Cluster a spatial expression dataset.

spatialCluster(
  sce,
  q,
  use.dimred = "PCA",
  d = 15,
  platform = c("Visium", "ST"),
  init = NULL,
  init.method = c("mclust", "kmeans"),
  model = c("t", "normal"),
  precision = c("equal", "variable"),
  nrep = 50000,
  burn.in = 1000,
  gamma = NULL,
  mu0 = NULL,
  lambda0 = NULL,
  alpha = 1,
  beta = 0.01,
  save.chain = FALSE,
  chain.fname = NULL
)

Arguments

sce

A SingleCellExperiment object containing the spatial data.

q

The number of clusters.

use.dimred

Name of a reduced dimensionality result in reducedDims(sce). If provided, cluster on these features directly.

d

Number of top principal components to use when clustering.

platform

Spatial transcriptomic platform. Specify 'Visium' for hex lattice geometry or 'ST' for square lattice geometry. Specifying this parameter is optional when analyzing SingleCellExperiments processed using readVisium or spatialPreprocess, as this information is included in their metadata.

init

Initial cluster assignments for spots.

init.method

If init is not provided, cluster the top d PCs with this method to obtain initial cluster assignments.

model

Error model. ('normal' or 't')

precision

Covariance structure. ('equal' or 'variable' for EEE and VVV covariance models, respectively.)

nrep

The number of MCMC iterations.

burn.in

The number of MCMC iterations to exclude as burn-in period.

gamma

Smoothing parameter. Defaults to 2 for platform="ST" and 3 for platform="Visium". (Values in range of 1-3 seem to work well.)

mu0

Prior mean hyperparameter for mu. If not provided, mu0 is set to the mean of PCs over all spots.

lambda0

Prior precision hyperparam for mu. If not provided, lambda0 is set to a diagonal matrix \(0.01 I\).

alpha

Hyperparameter for Wishart distributed precision lambda.

beta

Hyperparameter for Wishart distributed precision lambda.

save.chain

If true, save the MCMC chain to an HDF5 file.

chain.fname

File path for saved chain. Tempfile used if not provided.

Value

Returns a modified sce with cluster assignments stored in colData under the name spatial.cluster.

Details

The input SCE must have row and col columns in its colData, corresponding to the array row and column coordinates of each spot.
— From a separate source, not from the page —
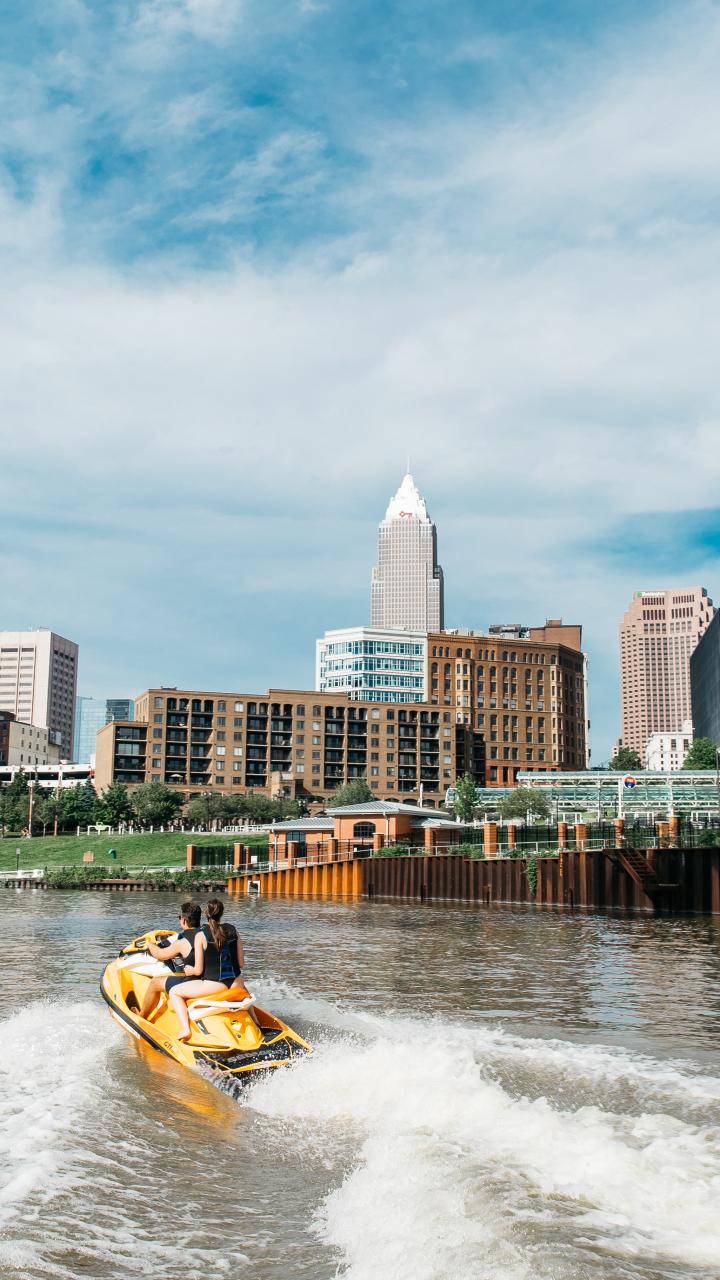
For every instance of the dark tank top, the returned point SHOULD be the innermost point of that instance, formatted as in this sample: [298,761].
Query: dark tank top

These are automatically parsed by readVisium or can be added manually when creating the SCE.

Cluster labels are stored in the spatial.cluster column of the SCE, and the cluster initialization is stored in cluster.init.

See also

spatialPreprocess for preparing the SCE for clustering, spatialEnhance for enhancing the clustering resolution, clusterPlot for visualizing the cluster assignments, featurePlot for visualizing expression levels in spatial context, and mcmcChain for examining the full MCMC chain associated with the clustering.

Examples

set.seed(149) sce <- exampleSCE() sce <- spatialCluster(sce, 7, nrep=100, burn.in=10)
#> Neighbors were identified for 96 out of 96 spots.
#> Fitting model...
#> Calculating labels using iterations 10 through 100.